This is exactly what I should have done, so on the one hand this is totally minor, almost not worth mentioning. But on the other hand, knowing myself and how I would usually have responded—with a barked, “hurry up!” or some other bit of brusque impatience—this is a major triumph for me, an instance in which I can see that these words from Ephesians, said over and over again in my heart and mind, are sinking in, are making small but noticeable differences in my behavior.

I could, of course, tell ten failure stories for each success story like this one. Verses like Ephesians 4:29 (“Let no corrupting talk come out of your mouth but only such as is good for building up…”) or 6:4 (“Parents, do not provoke your children to anger…”) make me brutally aware of how far short of the glory of God I fall on a daily basis.

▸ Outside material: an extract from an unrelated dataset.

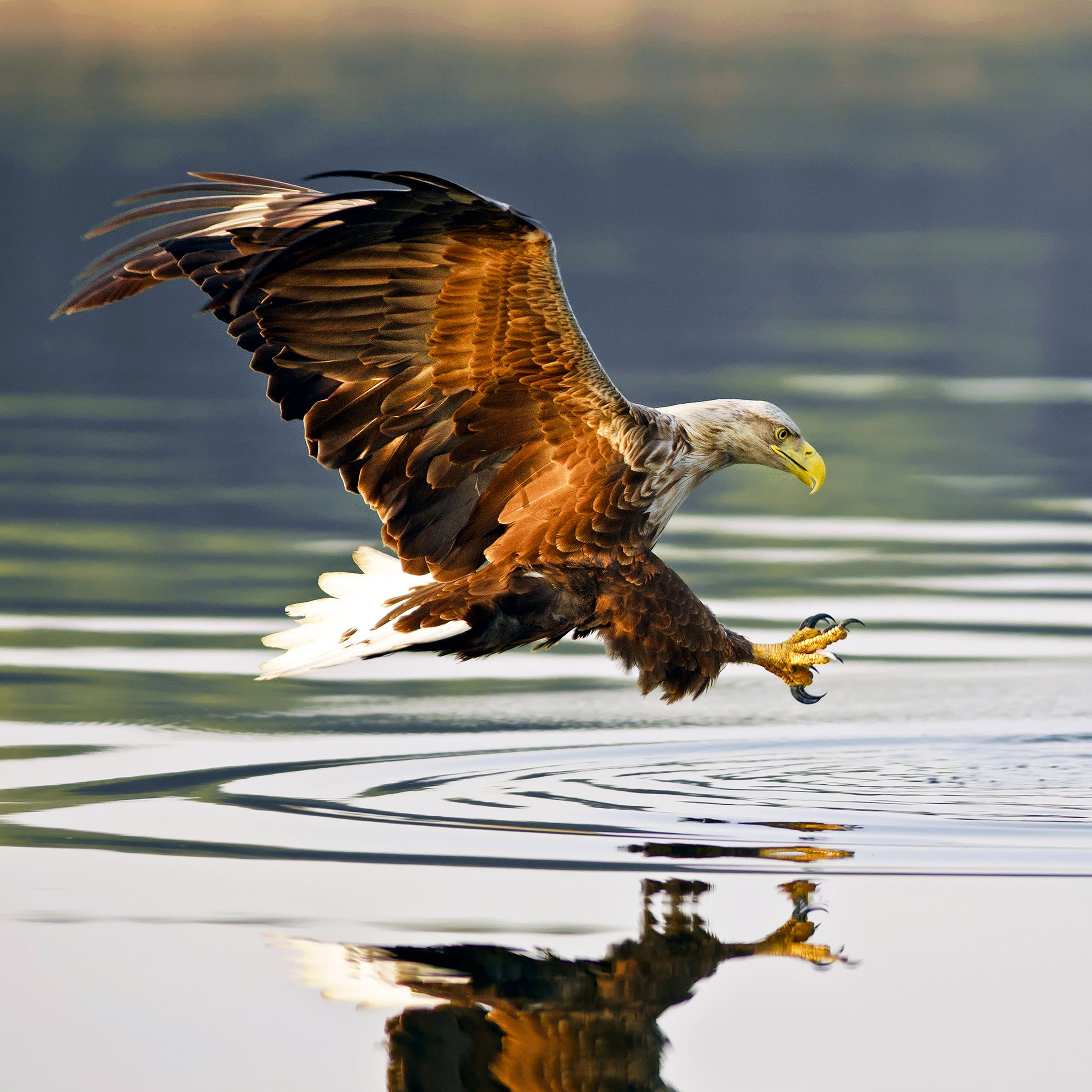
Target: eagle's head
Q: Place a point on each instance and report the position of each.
(726, 431)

But they do so in the context of God’s love and grace. Ephesians 3:18 reminds me how “wide and long and high and deep is the love of God.” Ephesians 2:4 reminds me that “God, being rich in mercy, because of the great love with which he loved us, made us alive together with Christ—by grace you have been saved!”

So the conviction of some verses is more than balanced by the love and grace that permeates other verses.

I am not stuck in my sin. I am convicted, yes, but also unconditionally loved and freely forgiven. I cannot earn God’s love. I cannot earn God’s grace. They are gifts: chapter 3, verse 7: “By grace you have been saved, through faith, and this is not your own doing, it is the gift of God.”

Memorizing these words makes me want to respond to this gift, makes me want to do what God asks of me, not because I have to—God never compels our obedience; if He did, how could we refuse to obey?—but because I get to, because I want to, because I can.

This is why memorizing a big fat chunk of Scripture is, I think, so important. If I’d only memorized those verses from Ephesians 4, I’d be stuck in a sense of my own failure, but by memorizing the whole book, those verses about how I’m supposed to live my life are balanced by the rest of the book, which gives me the context for my behavior: the love and grace that God has poured out upon me.

Memorizing Ephesians has enriched my life. I think it’s even fair to say it has changed my life. It’s a slow change, just as memorizing the whole book was a slow process, but slow and steady wins the race: “We press on towards the goal for the prize of the high calling of God in Christ Jesus.” (That’s Phillipians, a book I have yet to memorize, but it’s on my list!)